Ni Chirac, ni Sarkozy, ni Hollande n’ont eu le type de manifestation qu’a vécu, le samedi 17 novembre 2018 le Président Macron rue Faubourg Saint Honoré, près de l’Elysée. Macron a réussi un tour de force au cours de son élection présidentielle victorieuse : affaiblir les partis politiques et les syndicats et faire de l’exécutif le seul comptable face au peuple. En province la cristallisation des gilets jaunes s’est faite autour de la voiture, à Paris c’est autour des institutions, dont le palais présidentiel de l’Elysée. Une partie des gilets jaunes a voulu descendre sur l’Elysée et l’Assemblée nationale, ce qu’aucun parti politique traditionnel n’a jamais fait et exigé.

La contestation des gilets jaunes est donc originale et nouvelle ( "Radicalisation des Gilets jaunes, convergence des luttes, ou effet d’aubaine ? Observateurs et analystes peinaient à y voir clair ce mardi soir sur l’évolution de ce mouvement hétérogène et non coordonné dont chacun s’accorde sur le caractère inédit..", cite le Parisien). Originale car le mouvement des gilets n’est encadré par aucun parti politique, nouvelle car ce mouvement citoyen répond directement au président de la République qui a toujours dit que sa légitimité venait du peuple. Malgré la discrétion des partis politiques traditionnels vis-à-vis du président de la République et de l’exécutif, le gouvernement est en peine pour décrire ce qui fonde la contestation réelle des gilets jaunes (« Il y a des souffrances légitimes qu’il faut entendre, mais il y a aussi eu des comportements inacceptables.

Il faut être intraitable sur l’ordre public. Nous ne pouvons accepter les deux personnes décédées, les blessés chez les manifestants et chez les forces de l’ordre, ni les propos racistes, antisémites ou homophobes. » déclare Emmanuel Macron, cite Le Monde ). Que va faire le président de la République et son gouvernement au cours de ces prochains jours ?

Le président Macron répond aux gilets jaunes : respect de l’ordre et possibilité de dialogue

Dans la 5ème République, les mouvements sociaux ont toujours été encadrés par les leaders identifiés. C’est vrai en 68 avec le mouvement étudiant et c’est encore vrai des mouvements sociaux revendicatifs encadrés par les syndicats professionnels et les partis politiques traditionnels.

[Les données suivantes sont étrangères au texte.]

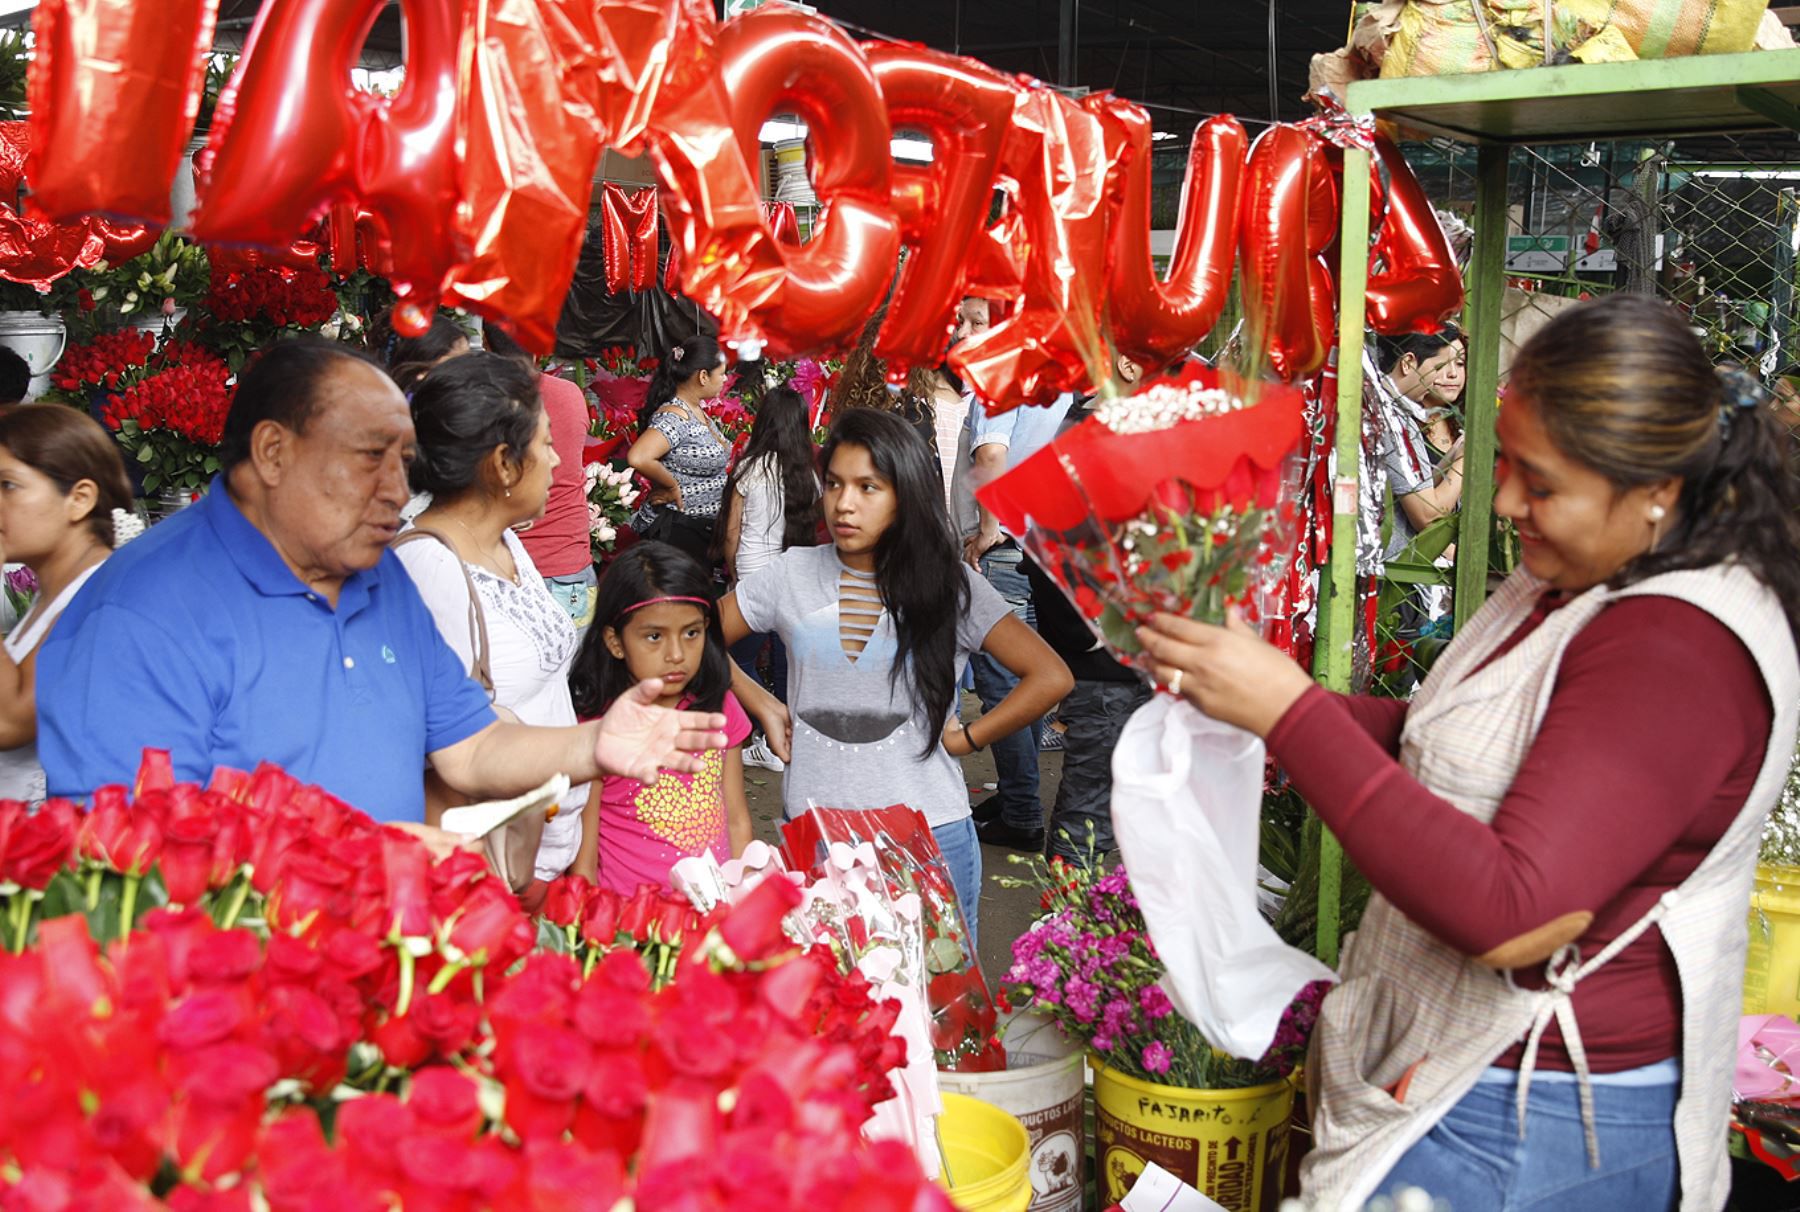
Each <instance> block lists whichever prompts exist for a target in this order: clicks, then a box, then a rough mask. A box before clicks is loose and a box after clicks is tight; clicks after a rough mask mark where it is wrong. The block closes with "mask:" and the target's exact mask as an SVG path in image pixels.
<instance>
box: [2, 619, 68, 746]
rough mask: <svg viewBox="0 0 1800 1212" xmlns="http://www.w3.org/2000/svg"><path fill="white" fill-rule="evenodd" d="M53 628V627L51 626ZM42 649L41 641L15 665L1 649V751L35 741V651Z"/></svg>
mask: <svg viewBox="0 0 1800 1212" xmlns="http://www.w3.org/2000/svg"><path fill="white" fill-rule="evenodd" d="M50 627H52V629H54V627H56V625H54V623H52V625H50ZM40 648H43V639H41V638H40V639H38V643H36V647H34V648H32V650H31V652H27V654H25V659H23V661H18V663H14V661H13V657H11V656H9V654H7V650H5V648H0V749H18V747H20V746H29V744H31V742H32V740H36V738H38V695H36V692H34V686H36V670H38V650H40Z"/></svg>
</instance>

Le mouvement des gilets jaunes est inédit. Il agglomère des revendications tous azimuts (pouvoir d’achat, fiscalité, etc.). Depuis un an les syndicats et partis traditionnels n’ont jamais réussi à rassembler les Français autour des thèmes portés par les gilets jaunes. De façon paradoxale et confuse, les gilets jaunes mettent sur la table les thèmes qui traversent la société française, comme la diminution des impôts des 3 000 familles les plus riches, la hausse de l’imposition concernant la CSG des retraités. Le 17 novembre a été une date significative pour la France et pour le gouvernement car une partie du peuple, non encartée politiquement et non structurée par les corps intermédiaires, descend dans la rue et interpelle le gouvernement sur sa politique économique et sociale.

La France est formée par un peuple que l’on pense indolent mais qui est nourrit par l’égalité et la passion de la démocratie à la Tocqueville. Ainsi va la France éternelle, capable de taire ses avantages individuels et utiliser les désavantages des autres pour manifester, espérant faire coup double : augmenter ses propres avantages individuels grâce aux décisions politiques réalisées par le gouvernement à la suite des revendications sociales.

Les gilets jaunes souhaitent manifester à Paris le samedi 24 novembre

Ce mouvement social d’un type nouveau, se bâtit sur la disparition des corps intermédiaires qui auraient pu capitaliser les révoltes sociales et discuter avec l’exécutif. Le président de la République reçoit en boomerang cette fin de l’histoire politique et sociale française caractérisée par les corps intermédiaires négociateurs et malheureusement affaiblis et finissants.

Le peuple ne voit qu’une chose : la connivence avec les plus nantis que le président Macron a favorisés. Le président Macron doit changer de méthode de gouvernance politique et redevenir humble politiquement. Les gilets, c’est d’abord une victoire éclatante des réseaux sociaux et de la démocratie sociale, celle du peuple, face à la démocratie représentative (députés et sénateurs). Le président Macron, grand utilisateur de la digitalisation, devra en tenir compte et les peuples ont la mémoire au moment des élections européennes et municipales futures. Les gilets jaunes symbolisent la victoire des peuples de France, celle des territoires et d’une partie des métropoles urbaines.